さしあたって、ある時、とさせていただくが、ぼくは、さるレコード店にいた。そのときの目的は、発売されたばかりのCDビデオについて、解説というほどのこともない、集まって下さった方のために、ほんのちょっとおはなしをすることであった。予定の時間よりはやくその店についたので、レコード売場でレコードを買ったり、オーディオ売場で陳列してあるオーディオ機器をながめたりしていた。
気がついたときに、ぼくは、オーディオ売場の椅子に腰掛けて、スピーカーからきこえてくる音にききいっていた。なんだ、この音は? まず、そう思った。その音は、これまでにどこでどこできいた音とも、ちがっていた。ほとんど薄気味悪いほどきめが細かく、しかもしなやかであった。
まず、目は、スピーカーにいった。
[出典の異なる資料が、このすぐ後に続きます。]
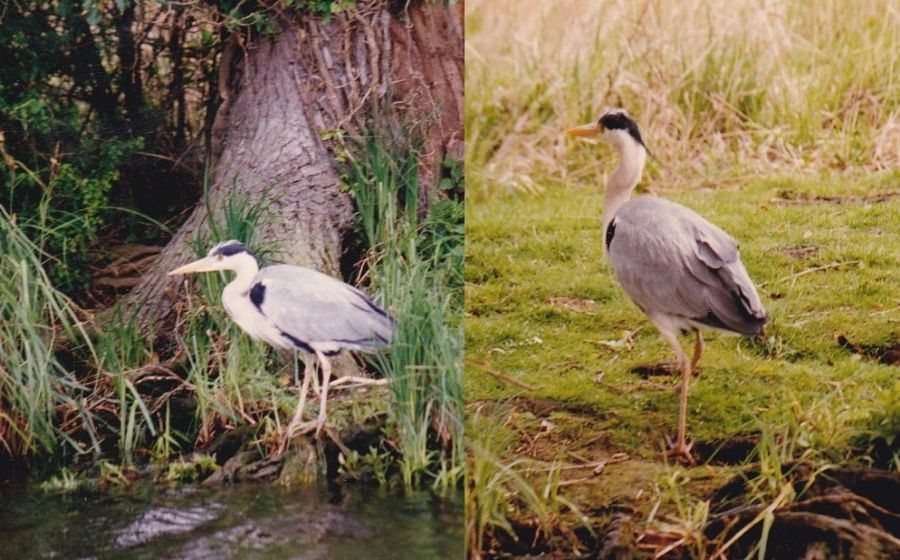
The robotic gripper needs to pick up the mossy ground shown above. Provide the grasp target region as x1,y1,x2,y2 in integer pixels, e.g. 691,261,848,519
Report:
465,173,900,552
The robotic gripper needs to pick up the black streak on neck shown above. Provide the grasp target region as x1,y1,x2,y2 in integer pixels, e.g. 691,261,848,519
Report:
250,282,266,313
606,218,616,251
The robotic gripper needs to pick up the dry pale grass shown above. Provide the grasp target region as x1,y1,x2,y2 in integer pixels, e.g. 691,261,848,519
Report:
466,0,900,197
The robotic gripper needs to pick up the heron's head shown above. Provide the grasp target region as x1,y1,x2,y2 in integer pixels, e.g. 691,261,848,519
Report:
566,109,647,151
169,239,257,276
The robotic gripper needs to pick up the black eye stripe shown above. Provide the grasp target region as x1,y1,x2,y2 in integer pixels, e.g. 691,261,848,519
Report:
599,113,647,148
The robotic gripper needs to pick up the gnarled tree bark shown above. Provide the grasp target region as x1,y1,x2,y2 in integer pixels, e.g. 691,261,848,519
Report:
125,0,463,346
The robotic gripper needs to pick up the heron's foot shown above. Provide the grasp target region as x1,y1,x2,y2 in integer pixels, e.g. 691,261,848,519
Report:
666,436,697,467
631,362,681,379
328,375,388,389
278,420,322,454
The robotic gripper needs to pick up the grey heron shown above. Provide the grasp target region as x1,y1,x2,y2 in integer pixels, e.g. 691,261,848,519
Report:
169,240,396,444
567,109,768,462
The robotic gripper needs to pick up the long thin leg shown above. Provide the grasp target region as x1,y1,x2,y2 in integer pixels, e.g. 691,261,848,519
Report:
659,329,694,464
288,354,316,433
691,330,703,375
316,350,331,437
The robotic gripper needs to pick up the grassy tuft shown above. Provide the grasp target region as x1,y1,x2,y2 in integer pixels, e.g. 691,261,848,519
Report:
0,206,99,457
345,130,463,488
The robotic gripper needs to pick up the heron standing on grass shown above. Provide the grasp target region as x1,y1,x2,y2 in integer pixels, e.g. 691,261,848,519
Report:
567,109,768,463
169,240,396,443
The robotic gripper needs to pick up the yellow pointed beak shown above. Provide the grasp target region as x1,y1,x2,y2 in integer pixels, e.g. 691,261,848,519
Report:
168,257,219,276
566,123,603,138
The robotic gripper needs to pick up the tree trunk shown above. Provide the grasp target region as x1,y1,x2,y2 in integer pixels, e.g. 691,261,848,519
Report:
125,0,463,346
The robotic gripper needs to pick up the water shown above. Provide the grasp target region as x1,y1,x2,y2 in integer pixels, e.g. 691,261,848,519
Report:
0,484,465,560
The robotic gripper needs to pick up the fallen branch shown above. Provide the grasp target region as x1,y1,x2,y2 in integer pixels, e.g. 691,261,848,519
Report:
467,360,534,391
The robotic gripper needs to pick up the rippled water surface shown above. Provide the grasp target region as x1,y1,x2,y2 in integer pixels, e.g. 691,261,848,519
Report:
0,484,464,560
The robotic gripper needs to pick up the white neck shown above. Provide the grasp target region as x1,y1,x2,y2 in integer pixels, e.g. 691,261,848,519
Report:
225,253,259,293
603,130,647,226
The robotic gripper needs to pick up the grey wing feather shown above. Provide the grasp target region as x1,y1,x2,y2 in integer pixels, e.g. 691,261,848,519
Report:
257,265,395,351
609,196,767,334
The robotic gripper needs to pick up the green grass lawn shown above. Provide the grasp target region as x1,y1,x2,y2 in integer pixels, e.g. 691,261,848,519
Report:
465,173,900,552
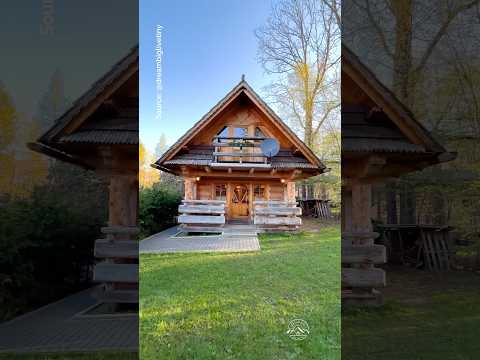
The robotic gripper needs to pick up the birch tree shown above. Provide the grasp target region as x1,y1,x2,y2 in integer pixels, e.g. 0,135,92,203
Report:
255,0,340,147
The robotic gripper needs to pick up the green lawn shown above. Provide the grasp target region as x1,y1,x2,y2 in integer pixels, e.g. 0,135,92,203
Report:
140,227,340,360
342,269,480,360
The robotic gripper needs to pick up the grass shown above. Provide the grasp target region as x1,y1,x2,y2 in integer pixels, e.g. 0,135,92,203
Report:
140,227,340,360
342,271,480,360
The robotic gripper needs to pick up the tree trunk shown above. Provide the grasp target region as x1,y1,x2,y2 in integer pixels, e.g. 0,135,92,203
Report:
386,182,398,224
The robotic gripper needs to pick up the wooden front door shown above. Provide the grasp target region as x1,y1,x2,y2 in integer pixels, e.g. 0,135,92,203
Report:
230,184,249,219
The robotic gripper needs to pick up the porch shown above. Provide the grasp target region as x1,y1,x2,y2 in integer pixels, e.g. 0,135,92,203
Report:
140,224,260,254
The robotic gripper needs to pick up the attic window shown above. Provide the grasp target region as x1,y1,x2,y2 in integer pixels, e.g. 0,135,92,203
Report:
233,127,248,138
217,126,228,142
255,127,265,137
215,184,227,201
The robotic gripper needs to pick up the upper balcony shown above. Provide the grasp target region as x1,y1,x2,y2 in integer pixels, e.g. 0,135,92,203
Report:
212,135,270,167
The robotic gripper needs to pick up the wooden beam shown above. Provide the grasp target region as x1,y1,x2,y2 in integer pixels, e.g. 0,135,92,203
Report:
342,268,386,288
178,205,225,215
342,245,387,264
253,216,302,225
93,262,138,283
255,207,302,216
178,215,225,224
94,239,138,259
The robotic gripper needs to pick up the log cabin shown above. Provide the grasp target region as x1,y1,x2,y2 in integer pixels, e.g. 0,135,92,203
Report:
156,76,327,232
341,45,455,306
28,47,139,304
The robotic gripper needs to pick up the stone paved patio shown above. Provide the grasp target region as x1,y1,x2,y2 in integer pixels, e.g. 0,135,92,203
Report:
0,288,138,354
140,225,260,254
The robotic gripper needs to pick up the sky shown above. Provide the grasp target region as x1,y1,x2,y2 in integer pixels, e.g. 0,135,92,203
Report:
139,0,272,152
0,0,138,116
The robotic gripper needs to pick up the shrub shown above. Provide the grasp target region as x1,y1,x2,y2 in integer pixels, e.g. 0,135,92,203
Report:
0,187,104,321
139,183,182,237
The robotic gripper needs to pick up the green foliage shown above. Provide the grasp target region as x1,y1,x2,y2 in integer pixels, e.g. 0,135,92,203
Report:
139,183,182,236
0,187,101,320
0,162,107,321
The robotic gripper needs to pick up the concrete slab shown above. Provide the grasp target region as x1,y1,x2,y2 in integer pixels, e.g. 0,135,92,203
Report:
0,288,138,353
140,225,260,254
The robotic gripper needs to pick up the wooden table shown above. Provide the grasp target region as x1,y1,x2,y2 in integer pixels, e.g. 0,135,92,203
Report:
375,224,453,271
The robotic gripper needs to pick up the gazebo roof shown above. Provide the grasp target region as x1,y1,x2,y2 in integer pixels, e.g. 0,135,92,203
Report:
28,46,139,168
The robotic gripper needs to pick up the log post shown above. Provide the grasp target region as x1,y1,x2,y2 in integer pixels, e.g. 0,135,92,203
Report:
184,177,197,200
285,181,296,202
342,179,386,306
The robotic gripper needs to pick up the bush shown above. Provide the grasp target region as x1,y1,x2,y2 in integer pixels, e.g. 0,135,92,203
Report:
0,187,104,321
139,183,182,237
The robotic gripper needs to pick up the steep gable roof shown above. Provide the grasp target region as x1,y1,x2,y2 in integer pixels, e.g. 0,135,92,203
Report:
155,77,325,170
27,46,139,168
38,46,138,144
342,44,447,154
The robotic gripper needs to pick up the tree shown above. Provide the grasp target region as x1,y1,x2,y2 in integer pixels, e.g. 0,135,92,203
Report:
0,83,17,193
343,0,480,223
36,69,70,133
255,0,340,147
138,143,160,188
155,133,168,159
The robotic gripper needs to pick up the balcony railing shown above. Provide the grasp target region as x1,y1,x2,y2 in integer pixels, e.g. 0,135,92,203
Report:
212,136,268,164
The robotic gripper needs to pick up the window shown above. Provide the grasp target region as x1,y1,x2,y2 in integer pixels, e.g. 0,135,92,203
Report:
233,127,248,137
253,185,265,201
215,184,227,201
217,126,228,142
255,127,265,137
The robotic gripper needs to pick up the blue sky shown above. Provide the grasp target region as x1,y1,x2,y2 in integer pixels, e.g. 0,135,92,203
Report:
0,0,138,116
140,0,272,151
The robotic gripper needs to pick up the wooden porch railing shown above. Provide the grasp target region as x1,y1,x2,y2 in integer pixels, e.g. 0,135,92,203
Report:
342,232,386,306
253,200,302,231
212,136,268,164
178,200,226,232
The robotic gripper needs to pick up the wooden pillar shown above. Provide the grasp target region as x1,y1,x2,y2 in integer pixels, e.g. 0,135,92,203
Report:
108,174,138,226
286,181,296,202
351,181,373,243
342,179,385,306
184,177,197,200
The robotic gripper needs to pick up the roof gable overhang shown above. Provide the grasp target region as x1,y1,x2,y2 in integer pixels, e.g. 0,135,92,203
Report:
154,79,326,170
34,46,139,146
27,46,139,168
342,44,447,154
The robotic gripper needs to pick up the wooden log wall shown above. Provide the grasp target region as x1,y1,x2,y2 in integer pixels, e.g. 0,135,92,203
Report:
253,200,302,231
342,181,386,306
178,199,226,232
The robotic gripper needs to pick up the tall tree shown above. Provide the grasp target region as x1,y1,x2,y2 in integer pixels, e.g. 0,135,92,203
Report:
255,0,340,147
155,133,168,158
36,69,69,132
343,0,480,223
0,83,17,193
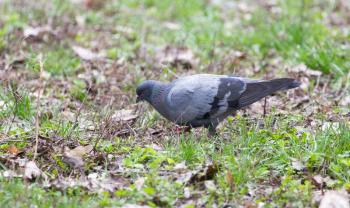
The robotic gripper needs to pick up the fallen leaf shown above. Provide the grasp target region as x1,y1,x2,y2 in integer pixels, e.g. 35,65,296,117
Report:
63,145,93,168
112,110,138,121
84,0,105,9
188,163,218,184
88,173,129,192
319,190,350,208
72,46,106,61
24,161,41,180
122,204,150,208
287,64,322,77
23,25,57,41
173,161,187,171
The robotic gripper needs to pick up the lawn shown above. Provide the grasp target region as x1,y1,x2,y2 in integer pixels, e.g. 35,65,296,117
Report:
0,0,350,208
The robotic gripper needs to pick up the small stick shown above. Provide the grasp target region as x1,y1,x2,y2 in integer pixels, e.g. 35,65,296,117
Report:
264,97,267,118
33,54,44,161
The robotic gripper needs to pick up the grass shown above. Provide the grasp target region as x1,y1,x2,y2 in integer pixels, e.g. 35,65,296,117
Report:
0,0,350,207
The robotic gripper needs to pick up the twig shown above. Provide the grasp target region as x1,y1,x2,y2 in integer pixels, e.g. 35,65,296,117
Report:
264,97,267,118
33,54,44,161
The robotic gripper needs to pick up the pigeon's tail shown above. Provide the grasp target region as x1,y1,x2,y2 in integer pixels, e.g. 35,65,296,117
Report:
238,78,300,108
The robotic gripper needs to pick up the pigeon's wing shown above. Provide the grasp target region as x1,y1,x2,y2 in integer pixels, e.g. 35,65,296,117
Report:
238,78,300,108
167,74,245,123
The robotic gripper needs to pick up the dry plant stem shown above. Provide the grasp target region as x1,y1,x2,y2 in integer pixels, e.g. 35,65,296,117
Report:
5,82,19,135
33,54,44,160
264,97,267,118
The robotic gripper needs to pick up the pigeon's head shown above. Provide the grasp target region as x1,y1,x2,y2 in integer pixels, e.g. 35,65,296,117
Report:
136,80,158,102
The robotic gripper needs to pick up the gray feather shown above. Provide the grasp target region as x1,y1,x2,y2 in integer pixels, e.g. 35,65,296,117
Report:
137,74,299,131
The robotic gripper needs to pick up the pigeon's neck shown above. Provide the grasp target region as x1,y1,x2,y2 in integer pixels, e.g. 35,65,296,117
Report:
150,83,167,107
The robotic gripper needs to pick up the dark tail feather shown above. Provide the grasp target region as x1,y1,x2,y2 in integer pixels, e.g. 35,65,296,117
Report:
238,78,300,108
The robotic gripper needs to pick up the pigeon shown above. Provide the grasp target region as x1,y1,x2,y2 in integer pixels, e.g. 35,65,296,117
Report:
136,74,300,135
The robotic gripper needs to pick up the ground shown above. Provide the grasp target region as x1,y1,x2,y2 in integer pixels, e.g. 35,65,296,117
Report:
0,0,350,208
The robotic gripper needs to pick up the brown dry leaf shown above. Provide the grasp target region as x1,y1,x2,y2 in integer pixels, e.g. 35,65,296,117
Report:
156,46,198,69
122,204,150,208
88,173,130,192
188,163,218,184
7,145,20,156
63,145,93,168
112,109,138,121
24,161,41,180
23,25,55,40
312,175,335,188
72,46,106,61
204,180,216,192
84,0,105,9
287,64,322,77
319,190,350,208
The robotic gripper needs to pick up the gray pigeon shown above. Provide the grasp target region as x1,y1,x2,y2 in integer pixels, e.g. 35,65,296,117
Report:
136,74,300,134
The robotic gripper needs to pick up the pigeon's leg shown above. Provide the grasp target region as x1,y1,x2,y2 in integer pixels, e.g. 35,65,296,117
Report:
207,124,218,137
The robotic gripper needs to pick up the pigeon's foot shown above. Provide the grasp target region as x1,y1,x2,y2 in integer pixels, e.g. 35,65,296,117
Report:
175,126,192,135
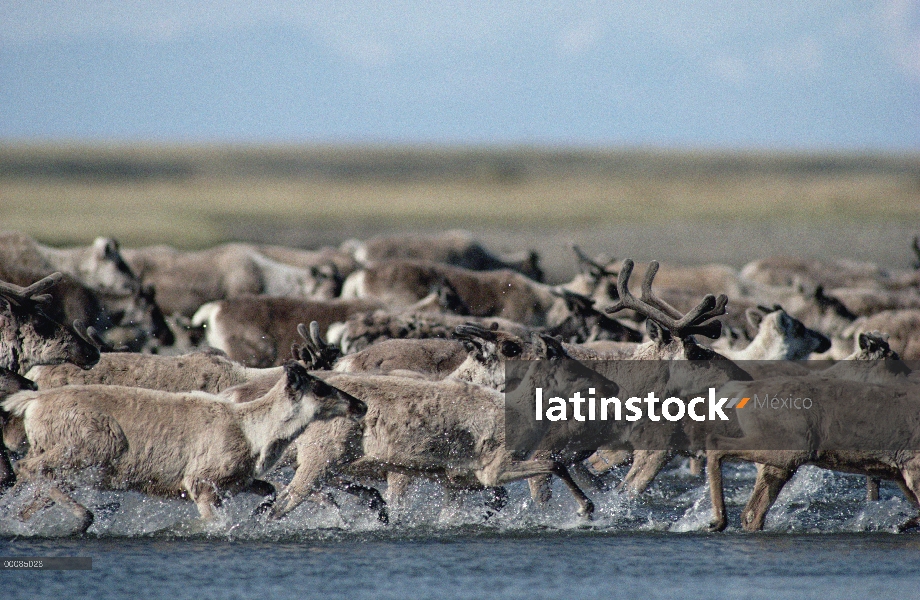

スピーカーは、これまでにもあちこちできいたことのある、したがって、ぼくなりにそのスピーカーのきかせる音の素性を把握しているものであった。それだけにかえって、このスピーカーのきかせるこの音か、と思わずにいられなかった。そうなれば、当然、スピーカーにつながれているコードの先に、目をやるよりなかった。
スピーカーの背後におかれてあったのは、それまで雑誌にのった写真でしかみたことのない、チェロのパフォーマンスであった。なるほど、これがチェロのパフォーマンスか、といった感じで、いかにも武骨な四つのかたまりにみにいった。
チェロのパフォーマンスのきかせた音に気持を動かされて、家にもどり、まっさきにぼくがしたのは、「ステレオサウンド」第八十四号にのっていた、菅野沖彦、長島達夫、山中敬三といった三氏がチェロのパフォーマンスについてお書きになった文章を、読むことであった。このパワーアンプのきかせる音に対して、三氏とも、絶賛されていたとはいいがたかった。
にもかかわらず、チェロのパフォーマンスというパワーアンプへのぼくの好奇心は、いっこうにおとろえなかった。なぜなら、そこで三氏の書かれていることが、ぼくにはその通りだと思えたからであった。しかし、このことには、ほんのちょっと説明が必要であろう。
幸い、ぼくはこれまでに、菅野さんや長嶋さん、それに山中さんと、ご一緒に仕事をさせていただいたことがあり、お三方のお宅の音をきかせていただいたこともある。そのようなことから、菅野、長島、山中の三氏が、どのような音を好まれるかを、ぼくなりに把握していた。したがって、ぼくは、そのようなお三方の音に対しての好みを頭のすみにおいて、「ステレオサウンド」第八十四号にのっていた、菅野沖彦、長島達夫、山中敬三といった三氏がチェロのパフォーマンスについてお書きになった文章を、熟読玩味した。その結果、ぼくは、レコード店のオーディオ売場という、アンプの音質を判断するための場所としてはかならずしも条件がととのっているとはいいがたいところできいたぼくのチェロのパフォーマンスに対しての印象が、あながちまちがっていないとわかった。そうか、やはり、そうであったか、というのが、そのときの思いであった。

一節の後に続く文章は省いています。